In der Debatte um ein Auseinanderdriften von Arm und Reich ist in letzter Zeit auch immer wieder eine These aufgekommen: Arbeitseinkommen würden im Vergleich zu Kapitaleinkommen zunehmend an Bedeutung verlieren. Eine Studie des IW Köln kommt zu einem anderen Ergebnis. Der Anteil am Gesamteinkommen, den Arbeitnehmer erwirtschaften, ist in Deutschland weitgehend stabil.

Häufig wird behauptet, dass Kapitalerträge heute in Industriestaaten stärker steigen als Arbeitseinkünfte.

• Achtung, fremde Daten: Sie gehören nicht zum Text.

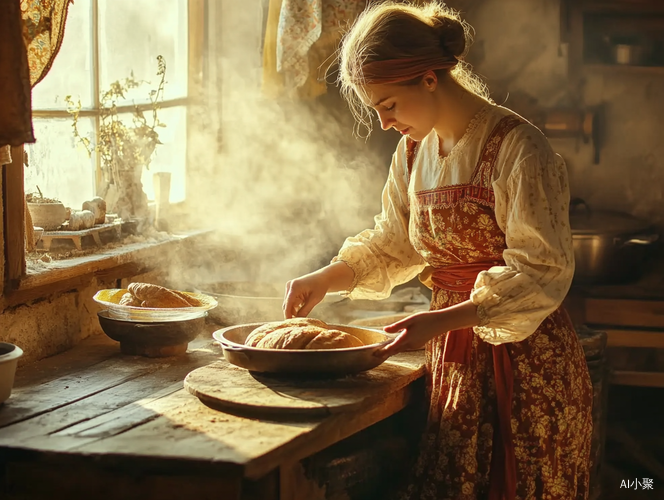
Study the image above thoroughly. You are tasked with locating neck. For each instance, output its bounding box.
[433,77,487,156]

Der Anteil der Löhne am volkswirtschaftlichen Gesamteinkommen – die sogenannte Lohnquote – würde demnach sinken. Doch einen eindeutigen Trend in dieser Hinsicht gibt es nicht, wie das Institut der deutschen Wirtschaft Köln (IW) in einer Studie zeigt: In Deutschland lag die Lohnquote im Jahr 2016 mit 68,1 Prozent auf einem ähnlichen Niveau wie vor 25 Jahren. 1991 betrug sie 68,6 Prozent.

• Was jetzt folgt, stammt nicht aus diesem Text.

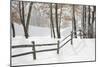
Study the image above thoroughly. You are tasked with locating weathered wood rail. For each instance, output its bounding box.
[11,48,57,57]
[12,43,57,48]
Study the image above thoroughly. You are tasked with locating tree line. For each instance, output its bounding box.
[11,1,96,39]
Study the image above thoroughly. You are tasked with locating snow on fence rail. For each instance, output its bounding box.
[11,31,73,59]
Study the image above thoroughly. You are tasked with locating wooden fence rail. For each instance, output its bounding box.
[12,43,57,48]
[12,48,57,57]
[59,39,72,49]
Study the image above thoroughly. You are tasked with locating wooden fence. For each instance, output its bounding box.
[11,31,73,60]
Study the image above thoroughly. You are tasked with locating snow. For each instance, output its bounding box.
[11,37,95,66]
[11,23,95,66]
[11,22,73,37]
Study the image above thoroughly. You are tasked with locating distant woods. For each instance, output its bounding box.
[11,1,96,38]
[82,5,96,38]
[72,5,96,38]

Der aktuelle Wert liegt zwar etwas unter dem Durchschnitt der 1990er Jahre. Nach einem kurzen Einbruch zu Beginn des neuen Jahrtausends hat sich die Quote zuletzt aber wieder deutlich erhöht. Nach wie vor erwirtschaften Arbeitnehmer mit ihren Löhnen also mehr als zwei Drittel des deutschen Gesamteinkommens. Knapp ein Drittel setzt sich aus Kapitaleinkünften wie Unternehmensgewinnen, Dividenden und Zinsen zusammen. Diese fließen zum großen Teil ebenfalls den Arbeitnehmern zu.

Auch in anderen OECD-Staaten stellt die IW-Studie keine einheitliche Verschiebung der Einkommensverteilung in Richtung des Kapitals fest. Zwar ging die Lohnquote in fünf der 18 untersuchten Länder in den vergangenen 25 Jahren zeitweise merklich zurück. In anderen Ländern stieg sie dafür deutlich – zum Beispiel in Frankreich, der Schweiz und im Vereinigten Königreich.

Die These einer allgemein zunehmenden Ungleichheit durch eine sinkende Lohnquote, wie sie etwa der französische Ökonom Thomas Piketty vertritt, ist demnach nicht haltbar. »Von einem generellen Bedeutungsverlust der Arbeitseinkommen kann keine Rede sein«, sagt IW-Konjunkturexperte Michael Grömling.